A new student trustee is selected every year, while the rest of the members of the board serve six-year terms, according to the board of trustees website.

“It is my duty to express the opinions of the students that go to Eastern, so I try to do that to the best of my ability. We have so many types of people and everybody’s an individual, so everyone’s needs are different,” said Neil.

Neil began the application process last spring and was chosen for the position from a pool of three applicants.

The University is required to have a minimum of three applicants and a maximum of five.

If there are more than five, the board narrows it down and then the applications are sent to the governor’s office.

“It can be difficult to find people to apply for it because it’s not a well known position,” said Neil.

Neil stated that while the board meetings often have a lot of information to take in, he still has fun taking part in the meetings and seeing the university from a different perspective.

“It’s been really interesting to see a different aspect of the university that generally you don’t see as a student. Because usually you’re just focused on classes and activities, you don’t generally see how the university is run,” said Neil.

“After just one meeting [I could tell] they really do value students’ opinions.
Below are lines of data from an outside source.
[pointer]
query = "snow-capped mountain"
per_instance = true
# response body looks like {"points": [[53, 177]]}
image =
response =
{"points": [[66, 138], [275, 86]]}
The board consists of people throughout Washington [and] while most live in the Spokane area, some live on the west side or middle of the state, so they don’t have as much contact with the university… so hearing what students feel about things is very important to them,” said Neil.

Paul Tanaka, chair of the EWU Board of Trustees, said having a student on the board is extremely important.

Tanaka said that when the board made the decision to build the new residence hall, they all looked to the student trustee to find out what students really wanted and needed.

“The University exists for the students, and the student trustee … provides perspective on various policy issues that we may be addressing,” said Tanaka.

The student trustee has all the same responsibilities as a regular board member with the exception of not being able to vote on personnel issues.

“The trustee’s primary job is to set basic policies for the university. We vote to approve all budgets and to hire the president. Basically we’re an oversight board for the university,” said Tanaka.

Neil grew up on Whidbey Island and is currently working on his Bachelor of Arts degree in social work.

Neil originally planned on majoring in athletic training and education, but after a few major changes realized that his passion was for people and advocacy, leading him to settle on social work.

Neil remains involved in other student activities, such as the EWU Eagle Pride club, and also works with students in Morrison Hall, where he also resides as a tutor in the “Explore” living learning community and as an office worker.

“Being involved on campus, … that is the main tool that I’ve used to see what students want. In the residence halls and various meetings that I go to … overhearing their concerns about a specific dining hall or service on campus, how they’re feeling about things,” said Neil.

While this is Neil’s first governing board job, he believes that his previous leadership roles on campus have equipped him to successfully take on the responsibility.

“My major as well [has prepared me] to think objectively and consider all options. I think that being aware is essential to a position like this,” said Neil.